C++ Logo

sg16

Advanced search

Re: [SG16-Unicode] Draft: char8_t backward compatibility remediation paper

From: Tom Honermann <tom_at_[hidden]>
Date: Wed, 5 Dec 2018 23:33:43 -0500
On 12/5/18 10:33 PM, Steve Downey wrote:
> All of the u8 strings I saw contained no escape sequences.
> Not that \u escapes would change the argument. They work identically
> in source and explicit encoding.
> Right now, u8"" means transcode from source encoding to UTF-8 rather
> than to execution encoding.
> I suspect that there are often errors where if the source encoding was
> not UTF-8, the result string would not be the intended one.

Would not be the intended one because the actual source encoding doesn't
match the encoding the compiler uses to read the source?
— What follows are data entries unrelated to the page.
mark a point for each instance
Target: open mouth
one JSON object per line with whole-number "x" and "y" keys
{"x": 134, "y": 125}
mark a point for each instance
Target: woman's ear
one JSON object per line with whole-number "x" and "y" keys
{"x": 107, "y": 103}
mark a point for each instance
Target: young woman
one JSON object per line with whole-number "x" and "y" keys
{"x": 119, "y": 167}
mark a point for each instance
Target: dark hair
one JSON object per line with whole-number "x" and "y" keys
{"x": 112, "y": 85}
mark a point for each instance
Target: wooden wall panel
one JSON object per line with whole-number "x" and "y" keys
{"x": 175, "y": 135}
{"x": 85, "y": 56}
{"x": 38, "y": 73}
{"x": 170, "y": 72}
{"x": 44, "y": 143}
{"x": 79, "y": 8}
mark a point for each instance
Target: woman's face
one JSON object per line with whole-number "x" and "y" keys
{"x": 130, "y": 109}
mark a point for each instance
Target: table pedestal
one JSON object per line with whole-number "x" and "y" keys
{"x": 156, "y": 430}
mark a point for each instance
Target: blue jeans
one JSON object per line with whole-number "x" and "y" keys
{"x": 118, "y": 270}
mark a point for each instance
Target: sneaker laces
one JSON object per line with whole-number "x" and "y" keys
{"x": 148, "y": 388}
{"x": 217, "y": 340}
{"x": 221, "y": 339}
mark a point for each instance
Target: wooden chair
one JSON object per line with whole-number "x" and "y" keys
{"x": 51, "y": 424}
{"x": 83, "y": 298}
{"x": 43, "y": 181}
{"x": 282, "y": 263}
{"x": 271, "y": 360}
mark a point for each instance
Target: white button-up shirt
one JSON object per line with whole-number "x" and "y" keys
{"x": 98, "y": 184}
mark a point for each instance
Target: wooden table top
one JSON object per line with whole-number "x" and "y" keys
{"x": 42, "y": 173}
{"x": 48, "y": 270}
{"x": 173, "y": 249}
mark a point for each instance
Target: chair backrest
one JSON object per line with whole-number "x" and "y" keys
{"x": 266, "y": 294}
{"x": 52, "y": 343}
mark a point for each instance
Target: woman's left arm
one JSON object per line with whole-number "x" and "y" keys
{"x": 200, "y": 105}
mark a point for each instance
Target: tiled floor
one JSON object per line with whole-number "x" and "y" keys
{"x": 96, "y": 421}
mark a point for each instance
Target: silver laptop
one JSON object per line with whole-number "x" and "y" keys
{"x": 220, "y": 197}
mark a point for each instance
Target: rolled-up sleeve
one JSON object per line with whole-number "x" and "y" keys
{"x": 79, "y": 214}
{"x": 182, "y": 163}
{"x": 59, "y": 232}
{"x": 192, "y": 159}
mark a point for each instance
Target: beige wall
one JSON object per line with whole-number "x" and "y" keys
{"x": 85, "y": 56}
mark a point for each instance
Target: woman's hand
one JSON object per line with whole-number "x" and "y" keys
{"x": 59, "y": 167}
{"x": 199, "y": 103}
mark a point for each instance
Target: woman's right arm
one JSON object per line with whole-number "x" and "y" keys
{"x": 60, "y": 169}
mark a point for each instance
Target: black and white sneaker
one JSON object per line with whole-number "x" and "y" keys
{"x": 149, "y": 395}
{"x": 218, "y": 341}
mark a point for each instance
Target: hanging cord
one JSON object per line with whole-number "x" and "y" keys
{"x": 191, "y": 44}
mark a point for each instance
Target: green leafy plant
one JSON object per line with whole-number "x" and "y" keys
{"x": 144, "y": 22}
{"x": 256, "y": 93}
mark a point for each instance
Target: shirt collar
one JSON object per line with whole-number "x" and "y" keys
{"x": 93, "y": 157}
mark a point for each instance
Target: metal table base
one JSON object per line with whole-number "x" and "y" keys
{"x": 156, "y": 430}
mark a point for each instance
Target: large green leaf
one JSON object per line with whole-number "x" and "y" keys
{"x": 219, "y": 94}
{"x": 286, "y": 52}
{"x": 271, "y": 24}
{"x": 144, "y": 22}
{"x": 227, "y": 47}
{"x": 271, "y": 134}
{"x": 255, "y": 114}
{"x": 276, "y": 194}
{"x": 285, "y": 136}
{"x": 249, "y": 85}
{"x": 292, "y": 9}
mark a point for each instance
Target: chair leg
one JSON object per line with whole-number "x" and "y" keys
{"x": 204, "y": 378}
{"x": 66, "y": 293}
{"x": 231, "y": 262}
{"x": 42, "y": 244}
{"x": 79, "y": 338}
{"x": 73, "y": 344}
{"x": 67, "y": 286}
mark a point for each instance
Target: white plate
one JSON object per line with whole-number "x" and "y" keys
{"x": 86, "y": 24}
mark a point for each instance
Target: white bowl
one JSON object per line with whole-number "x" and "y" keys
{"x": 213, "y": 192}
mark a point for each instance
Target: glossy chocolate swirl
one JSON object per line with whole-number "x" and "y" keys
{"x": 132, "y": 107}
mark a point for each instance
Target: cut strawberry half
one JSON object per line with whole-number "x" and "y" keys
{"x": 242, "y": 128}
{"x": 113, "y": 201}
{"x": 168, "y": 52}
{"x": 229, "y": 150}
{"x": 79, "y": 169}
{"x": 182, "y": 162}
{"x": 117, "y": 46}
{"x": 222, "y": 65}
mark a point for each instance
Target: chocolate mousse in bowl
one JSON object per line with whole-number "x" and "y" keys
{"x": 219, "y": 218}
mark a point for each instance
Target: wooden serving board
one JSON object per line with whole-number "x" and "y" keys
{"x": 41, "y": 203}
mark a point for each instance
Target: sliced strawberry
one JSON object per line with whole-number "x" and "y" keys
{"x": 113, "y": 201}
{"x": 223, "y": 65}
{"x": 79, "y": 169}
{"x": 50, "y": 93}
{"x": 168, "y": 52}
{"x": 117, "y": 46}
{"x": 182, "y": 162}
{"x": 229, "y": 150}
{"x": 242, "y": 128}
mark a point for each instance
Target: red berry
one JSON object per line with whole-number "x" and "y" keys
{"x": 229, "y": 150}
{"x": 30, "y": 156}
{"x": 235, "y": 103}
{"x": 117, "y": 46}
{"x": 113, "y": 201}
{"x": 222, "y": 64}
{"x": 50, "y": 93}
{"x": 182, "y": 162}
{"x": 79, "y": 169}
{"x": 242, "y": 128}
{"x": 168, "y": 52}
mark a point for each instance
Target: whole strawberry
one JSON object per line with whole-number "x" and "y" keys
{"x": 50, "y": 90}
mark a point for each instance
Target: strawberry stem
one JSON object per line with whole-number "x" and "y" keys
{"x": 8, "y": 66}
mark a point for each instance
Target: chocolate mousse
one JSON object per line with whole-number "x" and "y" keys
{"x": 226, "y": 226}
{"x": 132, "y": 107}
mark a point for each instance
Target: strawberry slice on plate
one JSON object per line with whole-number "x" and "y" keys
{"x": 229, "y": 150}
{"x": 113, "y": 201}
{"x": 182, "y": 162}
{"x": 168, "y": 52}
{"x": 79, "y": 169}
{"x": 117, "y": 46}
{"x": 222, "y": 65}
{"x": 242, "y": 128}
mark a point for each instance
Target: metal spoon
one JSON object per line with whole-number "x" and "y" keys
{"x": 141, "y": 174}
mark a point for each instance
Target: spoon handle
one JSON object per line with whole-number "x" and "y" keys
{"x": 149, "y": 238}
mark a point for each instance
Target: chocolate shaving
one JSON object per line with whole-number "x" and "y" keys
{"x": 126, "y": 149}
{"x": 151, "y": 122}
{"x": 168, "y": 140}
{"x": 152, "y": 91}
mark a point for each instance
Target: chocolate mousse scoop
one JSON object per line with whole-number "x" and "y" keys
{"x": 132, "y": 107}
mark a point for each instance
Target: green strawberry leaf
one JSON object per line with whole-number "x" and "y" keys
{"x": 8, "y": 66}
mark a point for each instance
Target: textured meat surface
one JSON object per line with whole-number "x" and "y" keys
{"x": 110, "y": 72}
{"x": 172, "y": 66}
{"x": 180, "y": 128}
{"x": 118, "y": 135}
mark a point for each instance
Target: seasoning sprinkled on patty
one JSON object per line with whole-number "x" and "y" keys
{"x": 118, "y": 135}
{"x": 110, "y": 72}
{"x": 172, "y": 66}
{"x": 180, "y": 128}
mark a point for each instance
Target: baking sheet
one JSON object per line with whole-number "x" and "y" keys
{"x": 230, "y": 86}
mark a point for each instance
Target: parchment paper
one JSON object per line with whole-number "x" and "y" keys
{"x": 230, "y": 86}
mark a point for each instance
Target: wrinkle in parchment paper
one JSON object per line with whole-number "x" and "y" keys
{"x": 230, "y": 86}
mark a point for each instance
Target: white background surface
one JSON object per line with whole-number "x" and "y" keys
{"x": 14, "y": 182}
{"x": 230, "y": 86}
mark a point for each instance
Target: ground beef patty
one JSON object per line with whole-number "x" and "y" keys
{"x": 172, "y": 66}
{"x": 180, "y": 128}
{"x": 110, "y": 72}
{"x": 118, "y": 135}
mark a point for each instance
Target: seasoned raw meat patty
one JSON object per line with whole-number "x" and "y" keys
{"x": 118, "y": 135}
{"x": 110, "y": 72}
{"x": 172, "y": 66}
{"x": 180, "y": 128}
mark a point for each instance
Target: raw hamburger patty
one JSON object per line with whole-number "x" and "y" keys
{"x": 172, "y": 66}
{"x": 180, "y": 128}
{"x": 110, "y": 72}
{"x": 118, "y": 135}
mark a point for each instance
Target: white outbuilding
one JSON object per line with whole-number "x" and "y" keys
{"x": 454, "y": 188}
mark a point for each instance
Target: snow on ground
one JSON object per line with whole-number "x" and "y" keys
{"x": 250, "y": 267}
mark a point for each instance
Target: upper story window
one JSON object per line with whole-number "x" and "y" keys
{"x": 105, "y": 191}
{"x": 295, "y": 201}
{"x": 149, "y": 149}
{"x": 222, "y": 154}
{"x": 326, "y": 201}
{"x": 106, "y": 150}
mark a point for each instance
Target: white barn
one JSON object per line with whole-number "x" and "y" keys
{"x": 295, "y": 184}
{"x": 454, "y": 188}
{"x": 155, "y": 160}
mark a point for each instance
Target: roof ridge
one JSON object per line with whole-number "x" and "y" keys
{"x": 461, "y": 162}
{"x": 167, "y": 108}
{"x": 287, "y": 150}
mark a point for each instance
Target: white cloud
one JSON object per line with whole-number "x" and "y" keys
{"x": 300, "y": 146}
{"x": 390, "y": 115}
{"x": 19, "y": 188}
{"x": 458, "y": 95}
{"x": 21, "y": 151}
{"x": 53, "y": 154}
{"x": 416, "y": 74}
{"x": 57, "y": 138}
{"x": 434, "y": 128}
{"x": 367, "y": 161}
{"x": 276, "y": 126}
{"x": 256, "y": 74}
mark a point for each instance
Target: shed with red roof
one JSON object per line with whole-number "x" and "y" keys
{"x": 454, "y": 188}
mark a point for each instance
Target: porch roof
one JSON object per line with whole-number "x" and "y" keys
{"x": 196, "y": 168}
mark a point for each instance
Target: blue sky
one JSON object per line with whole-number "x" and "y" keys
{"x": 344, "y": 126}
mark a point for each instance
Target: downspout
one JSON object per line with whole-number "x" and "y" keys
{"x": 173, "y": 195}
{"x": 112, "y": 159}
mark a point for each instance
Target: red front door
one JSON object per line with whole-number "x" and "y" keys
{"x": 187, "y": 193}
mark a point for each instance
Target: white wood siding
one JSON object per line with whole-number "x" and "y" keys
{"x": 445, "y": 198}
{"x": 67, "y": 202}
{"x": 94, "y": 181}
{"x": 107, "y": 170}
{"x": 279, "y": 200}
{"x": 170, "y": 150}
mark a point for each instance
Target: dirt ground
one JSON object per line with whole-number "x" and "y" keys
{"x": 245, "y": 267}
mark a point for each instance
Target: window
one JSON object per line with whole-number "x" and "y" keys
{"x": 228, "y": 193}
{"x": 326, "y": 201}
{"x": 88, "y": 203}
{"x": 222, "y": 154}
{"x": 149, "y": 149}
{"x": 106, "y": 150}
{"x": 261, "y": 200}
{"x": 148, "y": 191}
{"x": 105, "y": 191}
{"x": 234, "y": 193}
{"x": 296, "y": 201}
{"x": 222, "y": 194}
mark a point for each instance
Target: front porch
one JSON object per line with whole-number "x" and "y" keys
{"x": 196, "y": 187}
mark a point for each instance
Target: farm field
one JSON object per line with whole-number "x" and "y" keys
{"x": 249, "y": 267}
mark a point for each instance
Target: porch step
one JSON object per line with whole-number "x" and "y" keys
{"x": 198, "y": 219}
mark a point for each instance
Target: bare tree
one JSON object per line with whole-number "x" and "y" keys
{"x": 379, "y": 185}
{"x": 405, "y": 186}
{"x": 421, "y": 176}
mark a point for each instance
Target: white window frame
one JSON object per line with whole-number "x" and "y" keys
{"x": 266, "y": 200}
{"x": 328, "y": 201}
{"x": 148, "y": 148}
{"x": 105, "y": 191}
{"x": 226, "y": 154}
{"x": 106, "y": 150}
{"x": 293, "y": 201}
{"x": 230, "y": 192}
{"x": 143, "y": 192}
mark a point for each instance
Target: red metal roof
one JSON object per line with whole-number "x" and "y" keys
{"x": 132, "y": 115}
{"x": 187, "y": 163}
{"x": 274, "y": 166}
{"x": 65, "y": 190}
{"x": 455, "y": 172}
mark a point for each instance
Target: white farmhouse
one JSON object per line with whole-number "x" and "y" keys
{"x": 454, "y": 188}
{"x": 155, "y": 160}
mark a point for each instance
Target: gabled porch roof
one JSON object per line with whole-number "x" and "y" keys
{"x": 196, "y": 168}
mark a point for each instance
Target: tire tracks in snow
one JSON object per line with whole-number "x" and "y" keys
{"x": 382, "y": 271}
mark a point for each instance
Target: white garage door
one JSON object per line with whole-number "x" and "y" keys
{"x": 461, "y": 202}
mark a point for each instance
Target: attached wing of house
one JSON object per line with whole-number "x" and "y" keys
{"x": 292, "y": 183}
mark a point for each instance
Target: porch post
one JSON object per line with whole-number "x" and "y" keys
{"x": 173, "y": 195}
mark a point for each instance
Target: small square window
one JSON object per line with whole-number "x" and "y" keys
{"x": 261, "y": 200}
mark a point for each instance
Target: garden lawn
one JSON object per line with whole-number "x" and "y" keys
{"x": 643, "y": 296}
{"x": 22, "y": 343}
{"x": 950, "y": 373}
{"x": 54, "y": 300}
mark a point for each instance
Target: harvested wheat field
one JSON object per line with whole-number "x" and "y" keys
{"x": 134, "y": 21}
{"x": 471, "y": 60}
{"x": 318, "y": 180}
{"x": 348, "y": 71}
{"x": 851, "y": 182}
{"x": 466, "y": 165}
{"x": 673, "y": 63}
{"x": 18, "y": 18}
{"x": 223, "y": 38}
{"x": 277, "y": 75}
I'm not sure
how to interpret "if the source encoding was not UTF-8".

I think you're describing a situation something like this: Actual source
file encoding is UTF-8. Compiler reads the source as "8-bit ASCII" and
non-ASCII code unit values are just passed through (since transcoding
ASCII to UTF-8 is a no-op if not checking for non-ASCII values),
resulting in u8 literals happening to have the UTF-8 contents the
programmer expects despite the source encoding mismatch. In this
particular case though, correcting the encoding mismatch would produce
the same results (for u8 literals and also for ordinary literals iff the
presumed execution encoding was also UTF-8).

Tom.

>
>
>
>
> On Wed, Dec 5, 2018, 22:19 Tom Honermann <tom_at_[hidden]
> <mailto:tom_at_[hidden]>> wrote:
>
> On 12/5/18 8:31 PM, Markus Scherer wrote:
>> On Wed, Dec 5, 2018 at 3:34 PM Steve Downey <sdowney_at_[hidden]
>> <mailto:sdowney_at_[hidden]>> wrote:
>>
>> How many contain text that is not already UTF-8?
>>
>>
>> I am not sure what you are asking. Most of the u8"literals" I am
>> seeing contain non-ASCII characters. Many as literal characters,
>> a bunch of \uhhhh, and a few \U00hhhhhh.
>
> I was likewise uncertain about this question.
>
> Steve, I'm guessing the question you're trying to get at is, would
> there be any behavioral difference if the u8 prefix was simply
> dropped? I think this is equivalent to asking the question, are
> the source files for these examples encoded as UTF-8 and is the
> compiler invoked such that the source encoding and presumed
> execution encoding are both UTF-8 (always the case for Clang, the
> default for gcc unless -finput-charset or -fexec-charset is used,
> and not the case for MSVC unless /utf-8 is used).
>
> Tom.
>


Received on 2018-12-06 05:41:46